Exceso de tequila – Capítulo 9

-Dentro de un mercado como el mexica, les va a costar mucha sangre ingresar. Ellos ya son avezados opresores de pueblos inofensivos -le advertían algunos caciques insulares al Gobernador.

Todos los días Velázquez aguardaba el regreso de don Juan. Por mucho que orara, a los barcos se los había tragado el mar.

Que tronaba por cualquier chiste estaba don Diego. Hasta que finalmente, una mañana azul y cristalina, uno de sus navíos desembarcó en la isla Fernandina. Parte de su preciosa mercadería estaba intacta, pero los rescates de oro le parecieron nimios en relación con los relatos del piloto, Antón de Alominos, y las increíbles historias que narraba la tripulación, marineros de genio grave encandilados por montañas y ríos de oro.

-«Ya lo creo señoría. No fuimos a divagar por esos lares, no nos embriagamos con sus hilos de humo, sus hongos con forma de corazón y estrellas negras. Al contrario, dejamos que ellos se enajenasen, les permitimos celebrar sus ritos demoníacos. Ahí sus brujos sueltan la lengua, y entonces nos enteramos de los tesoros secretos escondidos en sus Sierras Madres. En las cordilleras horadan minas de riqueza inagotable.

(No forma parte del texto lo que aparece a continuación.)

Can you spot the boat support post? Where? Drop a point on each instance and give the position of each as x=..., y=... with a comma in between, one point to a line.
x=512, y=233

Apartan porciones sagradas que no osan violar, y en sus templos ostentan piedras filosofales, quintas esencias y licores que otorgan juventud eterna. ¡Oh, Gobernador, el capitán se ha quedado para catar esas maravillas!» -contó un marinero negro, especímen de la morería más degradante.

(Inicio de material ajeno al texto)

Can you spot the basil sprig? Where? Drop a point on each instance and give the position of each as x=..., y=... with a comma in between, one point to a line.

-¡Mentiras! ¡No me venga con meras patrañas! Esos cuentitos de mil y una noches sonarán bellos a reyes afeminados, a débiles ricachones inconformes con el tedio de sus días licenciosos. Usted explíqueme simplemente dónde están las cuentas y espejos faltantes. Muchas promesas, y de oro concreto, nada. Yo mismo armé la armada, y me traen estos arcones casi vacíos. No los esperé tanto tiempo para que sólo me traigan chucherías. No, exijo un cuento más sólido, algo que se parezca más a la verdad -se encolerizó don Diego.

Su búsqueda concluyó cuando un torturado confesó lo que él quería, que Grijalva era un fugitivo, un reo que detestaba las políticas de la Corona.

Los soldados de Velázquez estaban engolosinados con las confituras expoliadas por los expedicionarios de Grijalva, Antón de Alominos y toda su caterva. La tarde se disipó, dispersándose las novedades y alucinaciones de los grumetes de don Antón por toda la isla. Las luces de la Naturaleza se fueron evaporando mientras se consolidaba la hipótesis del traidor abandono de don Juan, quien debía estar gozando como un lunático de tierras que no le hacían añorar España.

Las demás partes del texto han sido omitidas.